Posted by Bill Bronchick, Esq. on July 20, 2010 at 09:30:38:

LLC will protect you from liability and is worth the $800/year. Consider it extra liability insurance.

Question re: TiC v. LLC for title - Posted by PFischer

Posted by PFischer on July 12, 2010 at 19:00:55:

First, I’ve just now found this board and it seems fantastic.
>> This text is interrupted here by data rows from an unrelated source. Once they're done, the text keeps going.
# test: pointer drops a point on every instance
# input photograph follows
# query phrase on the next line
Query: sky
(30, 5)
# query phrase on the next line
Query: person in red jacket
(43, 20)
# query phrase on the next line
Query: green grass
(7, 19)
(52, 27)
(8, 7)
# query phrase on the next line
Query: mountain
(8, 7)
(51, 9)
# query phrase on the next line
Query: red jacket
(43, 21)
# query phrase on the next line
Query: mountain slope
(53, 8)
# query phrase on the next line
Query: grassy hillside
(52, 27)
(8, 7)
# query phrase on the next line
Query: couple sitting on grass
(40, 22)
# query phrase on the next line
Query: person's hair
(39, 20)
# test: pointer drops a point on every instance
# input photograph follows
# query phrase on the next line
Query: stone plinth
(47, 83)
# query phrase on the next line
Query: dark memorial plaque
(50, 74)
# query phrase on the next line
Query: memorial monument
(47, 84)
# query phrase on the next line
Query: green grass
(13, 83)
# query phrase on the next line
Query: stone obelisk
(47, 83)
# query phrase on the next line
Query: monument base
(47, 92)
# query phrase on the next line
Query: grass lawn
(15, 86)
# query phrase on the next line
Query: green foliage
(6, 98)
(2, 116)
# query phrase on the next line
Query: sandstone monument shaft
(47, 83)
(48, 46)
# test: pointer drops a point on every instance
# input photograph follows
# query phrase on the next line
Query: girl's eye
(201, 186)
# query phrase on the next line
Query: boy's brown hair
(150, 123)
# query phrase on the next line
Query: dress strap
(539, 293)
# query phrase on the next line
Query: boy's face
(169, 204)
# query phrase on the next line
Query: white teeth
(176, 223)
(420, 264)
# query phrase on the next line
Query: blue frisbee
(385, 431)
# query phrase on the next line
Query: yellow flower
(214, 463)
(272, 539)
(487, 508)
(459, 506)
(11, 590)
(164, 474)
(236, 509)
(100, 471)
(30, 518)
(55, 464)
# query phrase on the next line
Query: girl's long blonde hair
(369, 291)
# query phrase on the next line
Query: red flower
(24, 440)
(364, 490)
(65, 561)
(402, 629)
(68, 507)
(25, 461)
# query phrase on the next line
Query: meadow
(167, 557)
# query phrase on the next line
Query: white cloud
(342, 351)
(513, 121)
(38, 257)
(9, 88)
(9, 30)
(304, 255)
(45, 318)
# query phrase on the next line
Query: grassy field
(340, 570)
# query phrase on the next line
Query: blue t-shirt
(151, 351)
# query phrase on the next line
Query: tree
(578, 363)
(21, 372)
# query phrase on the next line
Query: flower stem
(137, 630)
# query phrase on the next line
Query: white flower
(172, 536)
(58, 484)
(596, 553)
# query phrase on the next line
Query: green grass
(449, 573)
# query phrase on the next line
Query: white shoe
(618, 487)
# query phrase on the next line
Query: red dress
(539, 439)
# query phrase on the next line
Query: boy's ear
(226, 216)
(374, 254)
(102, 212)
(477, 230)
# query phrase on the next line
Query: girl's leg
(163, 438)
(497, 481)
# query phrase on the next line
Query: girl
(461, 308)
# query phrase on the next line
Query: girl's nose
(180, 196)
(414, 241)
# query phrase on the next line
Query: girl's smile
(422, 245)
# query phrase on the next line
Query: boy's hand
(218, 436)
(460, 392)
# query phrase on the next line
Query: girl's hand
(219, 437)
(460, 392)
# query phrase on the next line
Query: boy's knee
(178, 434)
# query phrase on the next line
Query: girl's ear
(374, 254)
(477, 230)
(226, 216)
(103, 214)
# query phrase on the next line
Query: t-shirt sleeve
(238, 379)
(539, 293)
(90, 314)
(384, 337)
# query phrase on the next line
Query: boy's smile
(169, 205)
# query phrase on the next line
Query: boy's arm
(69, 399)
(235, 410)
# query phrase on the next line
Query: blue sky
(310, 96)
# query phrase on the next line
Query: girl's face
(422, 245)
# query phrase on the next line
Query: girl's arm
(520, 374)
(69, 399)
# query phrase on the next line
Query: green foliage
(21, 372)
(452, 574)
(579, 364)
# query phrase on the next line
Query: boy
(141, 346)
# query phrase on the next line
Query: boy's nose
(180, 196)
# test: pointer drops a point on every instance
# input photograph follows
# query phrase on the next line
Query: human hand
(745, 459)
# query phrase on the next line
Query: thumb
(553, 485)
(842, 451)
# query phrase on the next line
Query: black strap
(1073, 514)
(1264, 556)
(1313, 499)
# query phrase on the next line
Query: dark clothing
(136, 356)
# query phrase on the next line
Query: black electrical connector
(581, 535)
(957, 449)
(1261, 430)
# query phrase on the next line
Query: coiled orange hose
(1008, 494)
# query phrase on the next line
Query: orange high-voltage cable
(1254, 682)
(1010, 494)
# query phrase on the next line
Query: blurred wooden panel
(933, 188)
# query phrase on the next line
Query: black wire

I’ve
searched the
archives for the answer to the following, but found nothing specifically
on
point, but my apologies if this has already been previously asked and
answered.

If I am purchasing a single family home with a partner (another
individual), is
there any reason that it would be better for us to form an LLC (or LP)
and have
that entity hold title to the property rather than take title as tenants in
common with each of us having our own individual LLC (such that the
tenants
in common, rather than being me and him individually would be
“MyLLC” and
“HisLLC”.

The reason I ask is because (i) we don’t want to expend the funds to
form the
LLC (I’m in CA and there are min $800 of franchise taxes), (ii) we don’t
want
the paperwork hassle of reporting on a separate entity, opening
separate
accounts for the LLC, etc., and (iii) each of us wishes to, probably
through our
own individual LLCs do other investing and not then again form another
LLC
for that separate investment.

I understand that the TiC situation alone offers no asset protection, but
if I
have my own LLC (and so does he) and we take title as TiC (and of
course
have a cotenancy agreement setting forth our respective rights and
obligations vis-a-vis each other), is this adequate or is it STILL better
to form
an LLC for this one single family home investment.

Any thoughts would be greatly appreciated.